The bills’ sponsors estimate that the fee and quota reductions have the potential to facilitate the completion of close to 8,000 units of housing in already approved projects. Over 2,500 of those units are in projects located Downtown, giving a boost to Breed’s plans for revitalizing the district with housing.
Under the plan, the inclusionary housing percentage—the number of subsidized below-market-rate units required to be incorporated into new housing projects—will be lowered to between 12% and 16%. This will provide “special relief” to projects already approved but where work has been stopped due to rising building and financing costs, according to Breed’s office.
The inclusionary housing legislation will also reduce other impact fees by 33% for the next three years, essentially suspending increases to those fees made over the last five years.
The impact fee reform bill will establish a flat rate for fees, which will now be assessed upon project approval rather than the start of construction, as fee increases between those milestones were a pain point for developers. Fees can also be deferred until projects break ground.

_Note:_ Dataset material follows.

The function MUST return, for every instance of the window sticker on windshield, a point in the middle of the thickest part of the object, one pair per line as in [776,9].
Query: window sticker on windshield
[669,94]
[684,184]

The bills are based on recommendations from the Affordable Housing Technical Advisory Committee, a group of housing industry representatives and advocates convened by the Controller’s Office. The group voted on the recommendations in April.
The work of the technical advisory committee and the legislation represents a significant accord between housing stakeholder groups often at loggerheads on how to make living in the city more affordable—either by relying on subsidized affordable projects, or by increasing the overall supply of housing.
“Our Inclusionary Housing laws have always been about maximizing the highest amount of affordable units that the private market will bear,” said Peskin in a statement. “This temporary reduction in affordable housing obligations is intended to kickstart housing development at this critical time in San Francisco’s economic recovery.”